With anterior hip replacement, we move the incision from its traditional position on the side of the hip toward the front of the pelvis. This allows us to make a smaller incision with a muscle-sparing approach that doesn’t require us to peel any muscle off the bone, such as in the traditional approaches. The other added benefit is we’re able to use x-ray and navigation technology to make sure we get leg lengths and restore hip centers appropriately.
We still have to go in the hip, and it’s still an incision. “Minimally-invasive” is actually a fairly vague term, but generally, the idea would be to use an incision that is smaller than a traditional one, either two-thirds or half the size. The key element is avoiding as much soft tissue damage as possible.
Another benefit of the anterior approach versus the traditional posterior approach is that studies have shown less postoperative pain, a little bit less physical therapy and a quicker return to normal function. Hip replacement surgery still represents a significant undertaking, but patients will most likely have less pain and return to normal sooner.
At McLeod, a good percentage of our anterior hip candidates go home the same day. That includes an eight-hour stay in the hospital. But you’re going home, you’re sleeping in your own bed and you’re eating dinner at home. You’re with your family, and you’re not staying overnight in the hospital if we can avoid it.
The best candidates for any hip replacement, but especially anterior, are people who are active but are now having pain in their hip region that is limiting their ability to live a normal life. They’ve had to give up golf, playing with their grandkids or gardening. They seek a return to a high quality of life but have been set back by the pain.

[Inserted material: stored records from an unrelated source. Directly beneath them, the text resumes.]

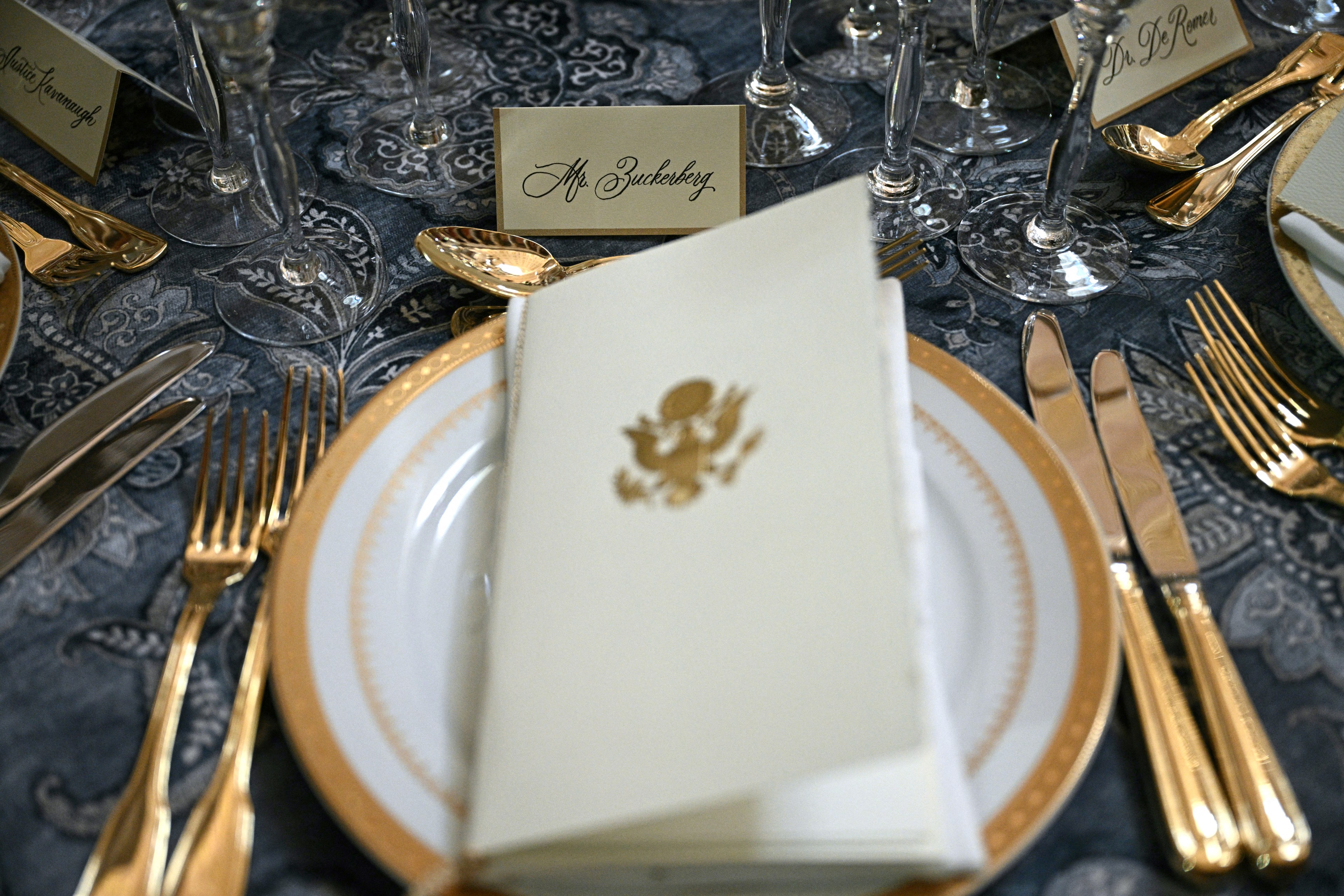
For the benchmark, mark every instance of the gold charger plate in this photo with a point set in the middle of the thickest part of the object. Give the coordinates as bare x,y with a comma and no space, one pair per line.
358,690
1292,258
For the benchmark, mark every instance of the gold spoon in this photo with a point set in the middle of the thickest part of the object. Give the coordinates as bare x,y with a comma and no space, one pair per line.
1184,205
499,264
1155,149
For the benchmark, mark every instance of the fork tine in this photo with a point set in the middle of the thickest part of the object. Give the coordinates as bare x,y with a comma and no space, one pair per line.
202,499
236,528
1214,409
217,523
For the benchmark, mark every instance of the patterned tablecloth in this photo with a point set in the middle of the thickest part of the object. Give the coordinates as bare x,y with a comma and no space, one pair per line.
85,621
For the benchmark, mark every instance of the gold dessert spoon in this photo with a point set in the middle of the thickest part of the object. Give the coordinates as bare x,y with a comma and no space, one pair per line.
1186,205
1152,148
500,264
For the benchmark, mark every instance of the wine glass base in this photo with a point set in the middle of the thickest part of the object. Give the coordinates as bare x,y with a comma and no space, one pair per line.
288,315
1014,112
932,210
1300,16
994,245
384,155
185,206
819,37
814,123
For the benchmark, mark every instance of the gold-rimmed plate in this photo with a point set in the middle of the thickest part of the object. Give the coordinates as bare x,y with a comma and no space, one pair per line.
11,301
1316,288
385,561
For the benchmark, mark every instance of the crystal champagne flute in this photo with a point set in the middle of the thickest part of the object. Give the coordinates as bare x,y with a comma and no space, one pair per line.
312,295
1053,248
912,190
792,117
406,148
987,107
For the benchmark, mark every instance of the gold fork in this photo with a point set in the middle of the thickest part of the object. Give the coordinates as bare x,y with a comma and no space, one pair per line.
1257,436
1312,420
128,859
54,261
214,852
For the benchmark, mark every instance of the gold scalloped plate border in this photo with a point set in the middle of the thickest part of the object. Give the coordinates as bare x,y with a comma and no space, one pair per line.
1007,835
1292,258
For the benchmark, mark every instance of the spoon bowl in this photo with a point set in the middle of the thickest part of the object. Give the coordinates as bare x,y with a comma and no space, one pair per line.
499,264
1152,148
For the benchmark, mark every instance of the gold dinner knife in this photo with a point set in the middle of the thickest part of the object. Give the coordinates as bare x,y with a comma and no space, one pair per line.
1273,830
1203,832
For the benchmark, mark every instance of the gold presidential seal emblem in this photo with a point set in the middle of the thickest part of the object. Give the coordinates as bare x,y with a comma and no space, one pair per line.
687,445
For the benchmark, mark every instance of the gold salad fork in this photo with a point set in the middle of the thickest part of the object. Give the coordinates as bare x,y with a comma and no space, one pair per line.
1257,436
130,856
1312,421
54,261
214,852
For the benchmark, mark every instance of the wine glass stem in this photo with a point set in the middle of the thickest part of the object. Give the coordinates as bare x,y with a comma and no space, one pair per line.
771,84
411,31
227,175
1050,229
894,178
276,167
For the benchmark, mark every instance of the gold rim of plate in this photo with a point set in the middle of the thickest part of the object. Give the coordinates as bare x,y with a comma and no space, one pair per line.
1007,835
11,301
1292,258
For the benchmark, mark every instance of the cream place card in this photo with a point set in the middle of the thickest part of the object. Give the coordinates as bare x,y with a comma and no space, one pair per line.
59,89
619,170
1167,43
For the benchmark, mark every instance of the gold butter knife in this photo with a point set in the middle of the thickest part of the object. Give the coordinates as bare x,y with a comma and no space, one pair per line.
1273,830
1203,832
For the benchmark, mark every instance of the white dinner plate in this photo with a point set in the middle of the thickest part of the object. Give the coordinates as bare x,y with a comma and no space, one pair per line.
381,580
1316,287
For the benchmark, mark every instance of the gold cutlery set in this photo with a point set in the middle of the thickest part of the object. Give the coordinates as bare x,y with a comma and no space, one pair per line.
1213,817
229,530
1319,58
512,266
111,241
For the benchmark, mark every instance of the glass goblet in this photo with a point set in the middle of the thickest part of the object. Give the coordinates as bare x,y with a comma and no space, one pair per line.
912,190
1053,248
984,108
406,148
843,41
792,117
318,295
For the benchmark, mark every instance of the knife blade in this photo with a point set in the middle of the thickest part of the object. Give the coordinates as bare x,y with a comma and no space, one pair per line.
86,479
35,464
1273,830
1189,792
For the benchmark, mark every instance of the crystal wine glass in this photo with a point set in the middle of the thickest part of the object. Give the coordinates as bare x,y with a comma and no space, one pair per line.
406,148
1056,249
312,293
843,41
987,107
912,190
792,117
213,199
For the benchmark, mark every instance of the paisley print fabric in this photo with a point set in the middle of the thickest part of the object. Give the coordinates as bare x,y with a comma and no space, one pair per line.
85,621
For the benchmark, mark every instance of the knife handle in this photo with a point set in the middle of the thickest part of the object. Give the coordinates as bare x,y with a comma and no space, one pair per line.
1203,832
1275,832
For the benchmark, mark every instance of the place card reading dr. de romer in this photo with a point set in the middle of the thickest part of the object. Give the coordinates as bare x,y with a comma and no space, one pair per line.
622,170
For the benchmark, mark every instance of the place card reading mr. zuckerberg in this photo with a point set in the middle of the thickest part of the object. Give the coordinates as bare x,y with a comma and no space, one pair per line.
619,170
1167,43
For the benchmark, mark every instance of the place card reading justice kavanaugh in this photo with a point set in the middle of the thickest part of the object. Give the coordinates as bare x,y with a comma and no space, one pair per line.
620,170
1166,45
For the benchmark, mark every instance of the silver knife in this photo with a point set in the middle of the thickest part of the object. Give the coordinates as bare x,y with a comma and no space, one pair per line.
42,458
1203,833
1275,832
86,479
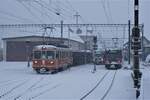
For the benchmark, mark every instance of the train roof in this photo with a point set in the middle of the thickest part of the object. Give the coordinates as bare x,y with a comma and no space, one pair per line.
44,46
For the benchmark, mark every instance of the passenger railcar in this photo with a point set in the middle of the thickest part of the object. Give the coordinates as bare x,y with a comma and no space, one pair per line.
49,58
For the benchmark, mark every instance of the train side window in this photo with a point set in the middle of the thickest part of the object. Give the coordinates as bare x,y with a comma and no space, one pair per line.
37,54
57,54
50,54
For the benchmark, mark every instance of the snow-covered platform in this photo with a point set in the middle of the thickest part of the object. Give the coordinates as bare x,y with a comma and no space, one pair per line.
17,81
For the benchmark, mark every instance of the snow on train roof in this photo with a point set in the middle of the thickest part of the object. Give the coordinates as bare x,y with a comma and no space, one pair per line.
45,46
11,33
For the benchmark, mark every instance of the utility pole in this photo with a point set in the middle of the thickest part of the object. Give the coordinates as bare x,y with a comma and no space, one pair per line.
143,49
136,45
77,17
61,30
129,41
94,52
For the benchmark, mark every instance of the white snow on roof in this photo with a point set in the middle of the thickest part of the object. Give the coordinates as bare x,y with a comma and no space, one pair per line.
45,46
9,33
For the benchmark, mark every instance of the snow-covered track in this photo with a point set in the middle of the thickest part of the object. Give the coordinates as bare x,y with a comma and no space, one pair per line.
12,89
42,92
88,93
28,89
109,88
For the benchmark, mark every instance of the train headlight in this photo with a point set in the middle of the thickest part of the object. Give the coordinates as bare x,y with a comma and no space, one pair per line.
35,62
51,62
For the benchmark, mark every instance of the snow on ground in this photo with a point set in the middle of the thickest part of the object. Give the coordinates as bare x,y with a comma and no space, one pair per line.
17,81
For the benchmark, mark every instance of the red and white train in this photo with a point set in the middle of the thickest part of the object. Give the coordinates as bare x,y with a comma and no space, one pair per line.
49,58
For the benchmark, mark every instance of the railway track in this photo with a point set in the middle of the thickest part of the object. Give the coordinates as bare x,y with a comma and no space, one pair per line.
28,89
100,81
12,89
109,88
88,93
43,92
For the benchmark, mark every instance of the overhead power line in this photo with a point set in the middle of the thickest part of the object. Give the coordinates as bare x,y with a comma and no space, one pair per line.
28,9
17,17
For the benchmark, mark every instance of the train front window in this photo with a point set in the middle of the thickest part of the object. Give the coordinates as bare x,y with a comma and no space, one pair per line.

We’re seeing more and more young people getting both hip and knee replacement. Arthritis is still generally a disease of folks in the later years of life, but we’re seeing people as young as their 30s and 40s who are coming in with genetic conditions or traumatic conditions that require hip replacement. That’s where the anterior approach can help them get back faster to a more normal life that will last for a long time.